As an employer, one of your duties towards your employees is making sure that they get their salaries correctly and on time. However, payroll can be a tricky process, especially if you have several employees and you take into account all the factors that can affect the final amount of the payroll, such as taxes, overtime differentials, and bonuses.
Since payroll can be difficult to understand for people who don’t have a strong accounting background, many small business owners prefer to use an accounting software such as QuickBooks to streamline their payroll process. Using QuickBooks allows employers to create, edit, and print out business checks to pay for their employee salaries with a simple click! What’s more, using business checks for QuickBooks means that you will have a much easier time when it comes to record keeping.
Entering Payroll into QuickBooks: Understanding the Deductions
While an employee’s salary is usually fixed or, at least, quite easy to calculate based on the hours worked, employers usually make mistakes when it comes to the deductibles. Here is a quick way to break down an employee’s base salary, and which taxes you can remove by using the QuickBooks system.
An employee’s net pay is calculated as their gross income during a certain time period (a month, for example), minus the withholding amount. Their gross pay is the expense paid by the company for their services, while the withholding amount is what is owed to the government. The latter is placed into a liability account which is cleared once the company pays taxes to the government.
Taxes are split into two parts: the taxes on the employee and the taxes on the employer. The employee taxes are the taxes that are owned by the employee to their government, such as Medicare and Social Security taxes. These are the withholding amounts mentioned above. The employer’s share should match the amount paid by the employee, which comes out of the employer’s expenses and not out of the employee’s paycheck. This is the part that can get a little confusing for many business owners and if they don’t use accounting software, they can easily miscalculate the final amount owed to the employee. In some cases, they can deduct the employer taxes from their employee salary, or they might pay both taxes. These cases can lead to incorrect salary amounts.
Most fees are simply placed as a payroll fee expense. As an employer, it will be at your discretion whether these fees will be part of your employee deductions or part of your company’s expenses.
How to Enter Payroll into QuickBooks: Two Easy Methods
Once you understand how to calculate the final salary owed to each employee, you can now choose how you will input all the information into the QuickBooks system to create the final and accurate payroll slips.
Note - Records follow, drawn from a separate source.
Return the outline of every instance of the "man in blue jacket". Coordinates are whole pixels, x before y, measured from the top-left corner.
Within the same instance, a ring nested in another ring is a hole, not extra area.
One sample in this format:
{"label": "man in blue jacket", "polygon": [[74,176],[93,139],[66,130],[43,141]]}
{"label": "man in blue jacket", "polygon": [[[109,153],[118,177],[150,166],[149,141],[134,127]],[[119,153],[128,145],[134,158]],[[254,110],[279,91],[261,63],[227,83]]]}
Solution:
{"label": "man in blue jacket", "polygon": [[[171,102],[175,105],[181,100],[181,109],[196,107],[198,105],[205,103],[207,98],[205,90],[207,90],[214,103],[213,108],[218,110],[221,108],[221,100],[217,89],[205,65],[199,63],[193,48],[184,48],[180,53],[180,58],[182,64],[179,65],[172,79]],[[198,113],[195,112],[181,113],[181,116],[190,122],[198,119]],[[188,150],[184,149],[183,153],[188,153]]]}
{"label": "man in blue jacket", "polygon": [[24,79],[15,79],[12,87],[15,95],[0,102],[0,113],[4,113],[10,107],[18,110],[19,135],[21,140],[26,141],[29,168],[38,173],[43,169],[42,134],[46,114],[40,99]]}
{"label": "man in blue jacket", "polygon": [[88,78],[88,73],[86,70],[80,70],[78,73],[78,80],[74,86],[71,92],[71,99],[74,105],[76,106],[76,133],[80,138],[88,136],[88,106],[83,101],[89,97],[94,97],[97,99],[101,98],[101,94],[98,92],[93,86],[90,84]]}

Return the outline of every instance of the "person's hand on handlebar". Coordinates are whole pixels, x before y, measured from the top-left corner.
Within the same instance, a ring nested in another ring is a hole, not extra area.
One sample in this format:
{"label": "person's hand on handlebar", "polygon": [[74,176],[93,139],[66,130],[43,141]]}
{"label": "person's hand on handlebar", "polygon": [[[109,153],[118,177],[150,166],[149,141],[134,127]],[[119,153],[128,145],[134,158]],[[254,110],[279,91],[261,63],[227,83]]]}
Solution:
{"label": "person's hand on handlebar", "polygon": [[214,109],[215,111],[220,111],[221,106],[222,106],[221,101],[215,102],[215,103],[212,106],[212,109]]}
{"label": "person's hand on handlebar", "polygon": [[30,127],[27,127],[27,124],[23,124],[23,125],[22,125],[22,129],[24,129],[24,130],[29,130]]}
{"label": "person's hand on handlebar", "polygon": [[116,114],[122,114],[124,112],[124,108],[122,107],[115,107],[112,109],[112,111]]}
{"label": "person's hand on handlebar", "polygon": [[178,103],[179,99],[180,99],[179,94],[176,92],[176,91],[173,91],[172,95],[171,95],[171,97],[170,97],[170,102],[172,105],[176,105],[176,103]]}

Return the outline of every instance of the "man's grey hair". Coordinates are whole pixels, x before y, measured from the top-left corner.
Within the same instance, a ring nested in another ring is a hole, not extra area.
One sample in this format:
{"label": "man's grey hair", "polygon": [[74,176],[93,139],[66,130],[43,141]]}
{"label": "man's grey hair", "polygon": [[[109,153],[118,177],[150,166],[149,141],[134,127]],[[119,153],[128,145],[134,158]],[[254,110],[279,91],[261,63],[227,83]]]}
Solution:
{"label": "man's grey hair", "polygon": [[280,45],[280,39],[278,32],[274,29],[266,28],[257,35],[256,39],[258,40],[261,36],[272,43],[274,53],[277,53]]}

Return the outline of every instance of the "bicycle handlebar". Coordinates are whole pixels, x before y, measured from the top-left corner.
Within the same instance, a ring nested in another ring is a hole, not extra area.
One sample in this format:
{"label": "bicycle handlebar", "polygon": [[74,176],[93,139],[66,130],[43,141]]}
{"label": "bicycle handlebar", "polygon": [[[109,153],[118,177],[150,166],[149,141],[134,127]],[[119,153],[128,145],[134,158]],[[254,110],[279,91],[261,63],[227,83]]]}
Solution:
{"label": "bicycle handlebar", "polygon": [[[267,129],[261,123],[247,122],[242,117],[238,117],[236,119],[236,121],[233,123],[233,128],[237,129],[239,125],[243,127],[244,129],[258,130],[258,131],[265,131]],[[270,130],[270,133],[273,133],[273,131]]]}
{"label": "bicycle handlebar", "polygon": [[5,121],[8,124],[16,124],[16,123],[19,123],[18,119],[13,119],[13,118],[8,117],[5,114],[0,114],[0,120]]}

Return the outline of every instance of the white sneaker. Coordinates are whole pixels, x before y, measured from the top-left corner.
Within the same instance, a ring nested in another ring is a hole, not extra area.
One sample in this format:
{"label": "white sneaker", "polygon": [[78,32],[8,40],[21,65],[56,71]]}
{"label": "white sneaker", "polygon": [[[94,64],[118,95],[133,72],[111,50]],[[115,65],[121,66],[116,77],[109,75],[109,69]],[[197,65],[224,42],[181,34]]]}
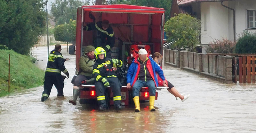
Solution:
{"label": "white sneaker", "polygon": [[185,101],[185,100],[187,100],[189,97],[189,96],[190,96],[190,94],[188,94],[188,95],[186,95],[184,96],[184,99],[183,99],[183,100],[181,100],[181,102],[184,102]]}
{"label": "white sneaker", "polygon": [[[184,96],[184,95],[185,94],[185,93],[182,93],[181,94],[181,95],[182,96]],[[180,98],[179,97],[176,97],[176,100],[178,100],[180,99]]]}

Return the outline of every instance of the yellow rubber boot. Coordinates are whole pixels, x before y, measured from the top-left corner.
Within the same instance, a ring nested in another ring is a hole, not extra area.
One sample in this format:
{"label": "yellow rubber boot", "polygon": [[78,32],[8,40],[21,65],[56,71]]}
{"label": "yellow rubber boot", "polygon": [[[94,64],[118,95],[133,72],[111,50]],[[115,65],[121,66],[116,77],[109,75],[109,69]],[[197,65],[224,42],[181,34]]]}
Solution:
{"label": "yellow rubber boot", "polygon": [[155,111],[156,108],[154,108],[154,103],[156,97],[155,96],[149,96],[149,110],[150,111]]}
{"label": "yellow rubber boot", "polygon": [[134,112],[139,112],[140,111],[140,99],[139,96],[136,96],[133,98],[133,102],[135,104],[135,110]]}

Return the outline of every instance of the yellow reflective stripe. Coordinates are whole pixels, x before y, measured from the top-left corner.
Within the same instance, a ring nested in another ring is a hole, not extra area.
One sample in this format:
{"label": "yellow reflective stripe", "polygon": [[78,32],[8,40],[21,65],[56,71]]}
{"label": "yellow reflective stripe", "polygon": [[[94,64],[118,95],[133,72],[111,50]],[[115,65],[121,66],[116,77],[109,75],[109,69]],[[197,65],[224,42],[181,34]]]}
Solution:
{"label": "yellow reflective stripe", "polygon": [[98,81],[98,80],[99,80],[100,79],[100,78],[101,77],[101,76],[100,76],[100,75],[98,75],[98,76],[97,76],[97,77],[96,77],[96,81]]}
{"label": "yellow reflective stripe", "polygon": [[107,44],[106,45],[106,47],[107,47],[107,48],[108,48],[108,49],[109,50],[110,49],[110,46]]}
{"label": "yellow reflective stripe", "polygon": [[49,95],[48,95],[48,94],[43,94],[42,95],[42,97],[43,97],[43,96],[46,96],[46,97],[49,97]]}
{"label": "yellow reflective stripe", "polygon": [[98,101],[102,100],[105,100],[105,96],[99,96],[97,97],[97,100]]}
{"label": "yellow reflective stripe", "polygon": [[96,69],[93,69],[93,71],[92,72],[92,74],[94,74],[95,73],[97,73],[98,74],[100,74],[100,71]]}
{"label": "yellow reflective stripe", "polygon": [[116,76],[115,76],[115,75],[111,75],[111,76],[107,76],[107,78],[109,78],[110,77],[116,77]]}
{"label": "yellow reflective stripe", "polygon": [[122,61],[121,61],[121,60],[119,60],[119,61],[120,61],[120,62],[121,62],[121,63],[120,63],[120,65],[117,65],[117,66],[118,66],[119,67],[120,67],[122,66],[122,65],[123,65],[123,62],[122,62]]}
{"label": "yellow reflective stripe", "polygon": [[97,67],[98,68],[99,68],[102,67],[103,66],[103,65],[102,64],[99,65],[98,65],[98,66]]}
{"label": "yellow reflective stripe", "polygon": [[113,98],[113,100],[114,101],[121,100],[121,96],[116,96]]}
{"label": "yellow reflective stripe", "polygon": [[62,58],[63,58],[63,56],[62,56],[62,55],[57,55],[53,54],[49,54],[49,56],[52,56],[56,58],[60,57]]}
{"label": "yellow reflective stripe", "polygon": [[67,69],[65,69],[65,70],[62,72],[63,72],[63,73],[67,73],[67,72],[68,72],[68,70],[67,70]]}
{"label": "yellow reflective stripe", "polygon": [[54,73],[60,73],[61,71],[59,69],[52,68],[46,68],[45,72],[53,72]]}
{"label": "yellow reflective stripe", "polygon": [[96,28],[98,30],[100,31],[100,32],[103,32],[103,33],[105,33],[106,34],[108,35],[108,36],[110,36],[111,37],[113,37],[113,36],[114,35],[114,31],[113,31],[113,33],[112,33],[112,34],[108,34],[108,32],[107,31],[104,31],[104,30],[100,29],[99,27],[98,27],[98,25],[97,25],[97,24],[96,24],[96,23],[95,23],[95,27],[96,27]]}

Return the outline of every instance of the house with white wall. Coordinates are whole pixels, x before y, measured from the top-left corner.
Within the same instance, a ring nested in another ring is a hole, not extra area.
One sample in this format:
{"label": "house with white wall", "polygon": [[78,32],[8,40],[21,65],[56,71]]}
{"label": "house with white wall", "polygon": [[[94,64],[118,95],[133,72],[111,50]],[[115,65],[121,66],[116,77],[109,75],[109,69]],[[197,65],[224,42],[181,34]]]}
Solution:
{"label": "house with white wall", "polygon": [[244,30],[256,32],[256,0],[173,0],[170,17],[180,13],[201,20],[203,46],[222,38],[236,41]]}

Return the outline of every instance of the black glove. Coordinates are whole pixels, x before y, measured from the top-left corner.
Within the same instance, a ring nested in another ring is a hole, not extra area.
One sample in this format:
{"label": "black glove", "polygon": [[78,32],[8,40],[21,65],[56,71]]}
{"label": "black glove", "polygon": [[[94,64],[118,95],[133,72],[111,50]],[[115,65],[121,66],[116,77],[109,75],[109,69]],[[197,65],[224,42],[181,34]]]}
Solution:
{"label": "black glove", "polygon": [[67,76],[68,76],[68,79],[69,78],[69,74],[68,73],[68,72],[67,71],[67,72],[64,73],[66,74]]}

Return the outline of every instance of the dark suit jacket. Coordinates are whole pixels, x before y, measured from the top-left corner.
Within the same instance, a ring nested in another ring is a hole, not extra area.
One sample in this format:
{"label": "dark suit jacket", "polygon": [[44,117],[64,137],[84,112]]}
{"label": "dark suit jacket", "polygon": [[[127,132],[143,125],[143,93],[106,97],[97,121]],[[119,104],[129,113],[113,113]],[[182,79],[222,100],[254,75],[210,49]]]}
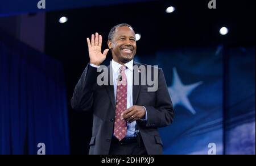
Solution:
{"label": "dark suit jacket", "polygon": [[[111,64],[111,63],[110,63]],[[146,65],[134,62],[138,67]],[[109,82],[112,77],[111,66],[108,67]],[[153,67],[150,67],[152,69]],[[172,122],[174,109],[168,92],[162,70],[158,71],[158,89],[156,92],[147,92],[147,84],[141,85],[141,77],[146,73],[140,72],[139,85],[133,85],[134,105],[144,106],[147,113],[147,121],[137,121],[137,127],[148,154],[162,154],[163,143],[158,127],[165,127]],[[111,69],[111,70],[110,70]],[[146,71],[147,72],[147,71]],[[71,106],[76,110],[93,111],[92,137],[89,145],[89,154],[109,153],[111,139],[113,134],[115,117],[115,99],[113,85],[99,86],[96,83],[97,68],[88,64],[75,89],[71,99]],[[153,72],[151,72],[152,76]],[[134,82],[134,79],[133,79]]]}

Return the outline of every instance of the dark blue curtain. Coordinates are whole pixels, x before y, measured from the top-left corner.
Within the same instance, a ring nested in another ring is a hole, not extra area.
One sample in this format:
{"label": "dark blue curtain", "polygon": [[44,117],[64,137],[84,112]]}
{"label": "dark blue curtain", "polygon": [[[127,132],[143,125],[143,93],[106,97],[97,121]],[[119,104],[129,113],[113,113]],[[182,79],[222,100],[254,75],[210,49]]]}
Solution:
{"label": "dark blue curtain", "polygon": [[0,33],[0,154],[69,154],[59,62]]}

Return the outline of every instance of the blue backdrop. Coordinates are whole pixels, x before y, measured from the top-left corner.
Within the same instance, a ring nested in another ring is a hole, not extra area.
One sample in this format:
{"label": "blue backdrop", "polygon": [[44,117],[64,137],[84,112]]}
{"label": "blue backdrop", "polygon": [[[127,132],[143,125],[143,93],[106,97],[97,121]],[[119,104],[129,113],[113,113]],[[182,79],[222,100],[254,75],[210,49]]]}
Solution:
{"label": "blue backdrop", "polygon": [[164,72],[175,109],[165,154],[255,154],[255,48],[182,48],[137,60]]}
{"label": "blue backdrop", "polygon": [[61,64],[0,34],[0,154],[69,153]]}

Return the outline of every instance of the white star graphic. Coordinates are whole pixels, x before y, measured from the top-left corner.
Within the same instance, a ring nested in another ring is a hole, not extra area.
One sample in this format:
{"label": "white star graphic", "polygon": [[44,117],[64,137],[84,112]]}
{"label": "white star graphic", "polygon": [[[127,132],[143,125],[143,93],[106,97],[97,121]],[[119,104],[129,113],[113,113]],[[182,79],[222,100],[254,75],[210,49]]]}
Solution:
{"label": "white star graphic", "polygon": [[182,84],[175,68],[174,68],[173,70],[172,85],[171,87],[168,87],[168,90],[170,96],[171,97],[174,107],[176,105],[179,105],[189,110],[193,114],[196,114],[196,112],[190,103],[188,96],[203,82],[200,81],[191,85],[185,85]]}

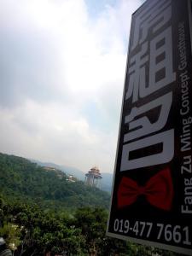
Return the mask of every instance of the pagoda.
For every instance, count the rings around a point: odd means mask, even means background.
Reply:
[[[84,183],[89,186],[100,188],[100,181],[102,178],[102,177],[98,167],[95,166],[85,174]]]

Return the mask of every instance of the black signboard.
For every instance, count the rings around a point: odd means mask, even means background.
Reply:
[[[192,255],[189,0],[132,15],[107,235]]]

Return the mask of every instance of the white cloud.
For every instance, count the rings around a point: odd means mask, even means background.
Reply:
[[[0,150],[112,172],[131,14],[83,0],[0,0]],[[90,109],[89,109],[90,108]]]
You can choose between the summary method and the detailed method.
The summary method allows you to input all the financial information as a lump sum, and you will basically leave QuickBooks to sort out everything for you. All you need to do is make sure that the liabilities between you and your employee are clearly separated when you enter it into the software. This method is more suited for small business owners who only have several employees because it does not give a thorough breakdown of each salary and expense compared to the second method.
On the other hand, if you want a clearer accounting of your payroll expense, you can use the detail method. When you use this method, you will create a new account in QuickBooks that you can call “Payroll Clearing”. You will then record the gross pay and the withholding amount into this account, which will result in a negative amount. Once you have calculated all the salaries, the final amount should be equal to the negative amount and cause it to become “0”. For larger companies will multiple employees that might have different salaries and taxes, this method will be able to give you a better recordkeeping and accounting process.
How Does All of This Benefit Me?
As already stated above, using QuickBooks to manage salaries will save you a lot of time, money, and effort when it comes to bookkeeping and accounting, especially since hiring a third-party accountant can be quite expensive! It also helps you have thorough and transparent records during tax season, which is always a handy thing to have around. Finally, it allows your employees to see how their taxes are being calculated, so you can avoid any problems in that area as well.